Foto: epd/Brigitte Vordermayer
"Mein Pfarrer" und "Mamas Pfarrer" - Sophie wird evangelisch
Im Alter von sechs Jahren entscheidet sich Sophie aus München, evangelisch zu werden. Mit Kritik an der katholischen Kirche hat das aber wenig zu tun; vielmehr mit einem netten Pfarrer und Freundin Luisa.
03.02.2015
epd
Brigitte Vordermayer

Nur Absagen und Wartelisten - als Sophies Eltern einen Kindergartenplatz für ihre dreijährige Tochter suchen, ist Mutter Doris Zenger, selbst katholisch, zunächst auf eine katholische Einrichtung fixiert. Doch als sie dort nicht fündig wird, fragt die Familie aus München auch bei einem evangelischen Kindergarten nach. Dort ist ein Platz frei, und so bekommt es Sophie mit den Protestanten zu tun.

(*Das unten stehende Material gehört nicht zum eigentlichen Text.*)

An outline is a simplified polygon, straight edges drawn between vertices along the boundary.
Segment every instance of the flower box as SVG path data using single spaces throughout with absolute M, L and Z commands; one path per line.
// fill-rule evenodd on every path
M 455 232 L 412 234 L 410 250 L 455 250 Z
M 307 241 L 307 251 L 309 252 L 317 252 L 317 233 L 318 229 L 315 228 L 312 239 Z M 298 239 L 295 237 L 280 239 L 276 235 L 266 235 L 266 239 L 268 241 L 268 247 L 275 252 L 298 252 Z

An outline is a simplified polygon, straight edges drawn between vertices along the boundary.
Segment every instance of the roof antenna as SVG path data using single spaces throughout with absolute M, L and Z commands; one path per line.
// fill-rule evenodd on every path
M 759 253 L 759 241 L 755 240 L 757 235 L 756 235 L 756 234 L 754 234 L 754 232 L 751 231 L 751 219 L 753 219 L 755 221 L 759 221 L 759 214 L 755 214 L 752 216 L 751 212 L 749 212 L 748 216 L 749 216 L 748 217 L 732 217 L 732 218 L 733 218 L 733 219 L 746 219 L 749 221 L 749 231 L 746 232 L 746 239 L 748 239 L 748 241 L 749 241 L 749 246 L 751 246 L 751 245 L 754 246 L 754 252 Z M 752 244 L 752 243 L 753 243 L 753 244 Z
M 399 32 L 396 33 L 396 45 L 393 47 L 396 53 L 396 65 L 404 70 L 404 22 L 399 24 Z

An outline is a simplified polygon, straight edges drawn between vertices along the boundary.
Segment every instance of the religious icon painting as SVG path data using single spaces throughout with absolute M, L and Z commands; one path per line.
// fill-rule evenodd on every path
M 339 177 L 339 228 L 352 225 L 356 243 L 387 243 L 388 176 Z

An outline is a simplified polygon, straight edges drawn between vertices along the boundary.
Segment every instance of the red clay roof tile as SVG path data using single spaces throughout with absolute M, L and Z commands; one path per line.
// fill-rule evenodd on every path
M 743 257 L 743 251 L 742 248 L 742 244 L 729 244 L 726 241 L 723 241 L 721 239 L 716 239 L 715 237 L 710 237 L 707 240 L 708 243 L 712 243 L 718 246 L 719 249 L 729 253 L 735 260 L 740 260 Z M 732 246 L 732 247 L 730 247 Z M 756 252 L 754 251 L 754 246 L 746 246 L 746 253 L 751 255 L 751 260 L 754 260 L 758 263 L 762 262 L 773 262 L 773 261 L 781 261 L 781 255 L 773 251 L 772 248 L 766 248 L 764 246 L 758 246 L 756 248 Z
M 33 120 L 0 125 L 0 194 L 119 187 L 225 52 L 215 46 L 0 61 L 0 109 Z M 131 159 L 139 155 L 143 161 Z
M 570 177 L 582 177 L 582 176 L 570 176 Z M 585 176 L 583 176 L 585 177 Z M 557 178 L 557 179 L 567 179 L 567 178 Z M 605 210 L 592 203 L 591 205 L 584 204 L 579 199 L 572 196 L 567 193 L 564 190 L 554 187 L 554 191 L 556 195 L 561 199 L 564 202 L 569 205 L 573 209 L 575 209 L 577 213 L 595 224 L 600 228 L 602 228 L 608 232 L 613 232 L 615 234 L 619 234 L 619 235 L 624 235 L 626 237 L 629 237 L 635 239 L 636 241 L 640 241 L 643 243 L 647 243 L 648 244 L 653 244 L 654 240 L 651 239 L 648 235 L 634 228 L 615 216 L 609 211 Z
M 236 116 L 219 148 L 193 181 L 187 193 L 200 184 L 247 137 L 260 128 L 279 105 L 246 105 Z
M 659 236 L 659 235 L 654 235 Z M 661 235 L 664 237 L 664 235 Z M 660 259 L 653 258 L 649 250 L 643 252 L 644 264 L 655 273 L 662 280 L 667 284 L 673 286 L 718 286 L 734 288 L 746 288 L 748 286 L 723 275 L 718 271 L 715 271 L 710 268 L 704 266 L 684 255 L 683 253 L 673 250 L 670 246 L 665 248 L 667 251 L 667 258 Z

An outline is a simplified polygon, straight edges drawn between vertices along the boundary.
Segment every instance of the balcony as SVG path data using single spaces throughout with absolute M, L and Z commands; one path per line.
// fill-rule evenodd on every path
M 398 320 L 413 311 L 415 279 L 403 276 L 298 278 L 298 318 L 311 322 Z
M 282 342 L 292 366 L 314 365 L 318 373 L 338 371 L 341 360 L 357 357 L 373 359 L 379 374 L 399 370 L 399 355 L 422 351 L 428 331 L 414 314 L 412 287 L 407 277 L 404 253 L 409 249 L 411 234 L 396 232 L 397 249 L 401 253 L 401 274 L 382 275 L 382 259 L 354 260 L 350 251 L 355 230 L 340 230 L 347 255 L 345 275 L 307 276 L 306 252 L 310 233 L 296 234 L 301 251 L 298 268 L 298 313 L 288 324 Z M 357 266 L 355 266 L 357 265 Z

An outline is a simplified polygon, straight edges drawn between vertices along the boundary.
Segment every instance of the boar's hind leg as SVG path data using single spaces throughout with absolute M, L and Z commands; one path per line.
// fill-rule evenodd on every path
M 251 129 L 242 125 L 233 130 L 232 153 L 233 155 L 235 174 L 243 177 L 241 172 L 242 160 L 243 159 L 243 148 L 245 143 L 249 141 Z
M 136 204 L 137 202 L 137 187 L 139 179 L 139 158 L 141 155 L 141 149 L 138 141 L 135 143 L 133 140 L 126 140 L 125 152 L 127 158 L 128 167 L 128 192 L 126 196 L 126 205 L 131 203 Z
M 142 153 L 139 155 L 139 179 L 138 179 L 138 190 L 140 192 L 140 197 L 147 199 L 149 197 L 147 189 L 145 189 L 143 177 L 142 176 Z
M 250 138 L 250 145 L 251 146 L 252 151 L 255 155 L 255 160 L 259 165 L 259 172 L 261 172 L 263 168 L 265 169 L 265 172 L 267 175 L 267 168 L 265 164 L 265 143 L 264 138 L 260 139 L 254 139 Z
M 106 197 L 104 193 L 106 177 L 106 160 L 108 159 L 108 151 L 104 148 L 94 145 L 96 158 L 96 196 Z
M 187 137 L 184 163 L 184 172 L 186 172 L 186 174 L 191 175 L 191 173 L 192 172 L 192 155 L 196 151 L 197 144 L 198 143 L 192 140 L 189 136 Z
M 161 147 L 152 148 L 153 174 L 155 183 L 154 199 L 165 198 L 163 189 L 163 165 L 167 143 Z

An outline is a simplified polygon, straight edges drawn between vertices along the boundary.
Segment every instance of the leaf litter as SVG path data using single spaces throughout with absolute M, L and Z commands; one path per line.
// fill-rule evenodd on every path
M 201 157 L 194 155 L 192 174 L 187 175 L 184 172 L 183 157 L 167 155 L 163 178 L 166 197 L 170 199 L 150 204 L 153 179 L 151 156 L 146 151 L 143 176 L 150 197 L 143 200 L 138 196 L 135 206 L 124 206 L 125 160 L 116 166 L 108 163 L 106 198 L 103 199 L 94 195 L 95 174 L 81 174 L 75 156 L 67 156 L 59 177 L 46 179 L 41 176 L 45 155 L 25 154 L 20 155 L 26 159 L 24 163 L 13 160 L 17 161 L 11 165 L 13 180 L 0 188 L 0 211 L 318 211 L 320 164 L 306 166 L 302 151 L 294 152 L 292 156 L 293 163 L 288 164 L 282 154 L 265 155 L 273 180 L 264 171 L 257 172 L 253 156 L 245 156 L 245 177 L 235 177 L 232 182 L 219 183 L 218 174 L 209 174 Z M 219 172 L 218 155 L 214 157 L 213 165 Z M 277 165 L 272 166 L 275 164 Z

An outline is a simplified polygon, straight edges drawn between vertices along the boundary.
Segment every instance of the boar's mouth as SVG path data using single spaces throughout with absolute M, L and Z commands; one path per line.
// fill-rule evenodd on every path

"Jede Woche kommt der Pfarrer und singt mit uns und spielt Gitarre", erzählt die heute Sechsjährige. Singen und Gitarre, das findet Sophie gut. Auch den Gottesdiensten des Kindergartens kann das blonde Mädchen etwas abgewinnen. "Zweimal habe ich schon beim Krippenspiel mitgemacht", sagt sie und präsentiert ein Fotoalbum von sich in der Kirche, verkleidet als Schaf. "Das haben wir geschenkt bekommen, und Gummibärchen und eine Flöte", zählt sie auf.

Eine Grundethik vermitteln

Dass Sophie katholisch ist, ist in dem evangelischen Kindergarten kein Problem. Doch als die Anmeldung zur Grundschule ansteht, kommt die Frage auf, welchen Religionsunterricht sie besuchen will. "Da wurde die Konfession in unserer Familie zum ersten Mal zum Thema", erzählt Vater Stefan Eger.

Für Sophie war die Sache klar: Sie wollte bei "ihrem" Pfarrer und "ihrer" Kirche bleiben. "In der katholischen Kirche war ich ja nicht oft", sagt sie, und dass sie "Mamas Pfarrer" gar nicht kenne. Außerdem sei die Luisa auch evangelisch. Luisa ist Sophies Freundin. Die beiden wollen in dieselbe Klasse, am liebsten mit der Miriam. "Die Miriam ist noch katholisch", erklärt Sophie. Noch.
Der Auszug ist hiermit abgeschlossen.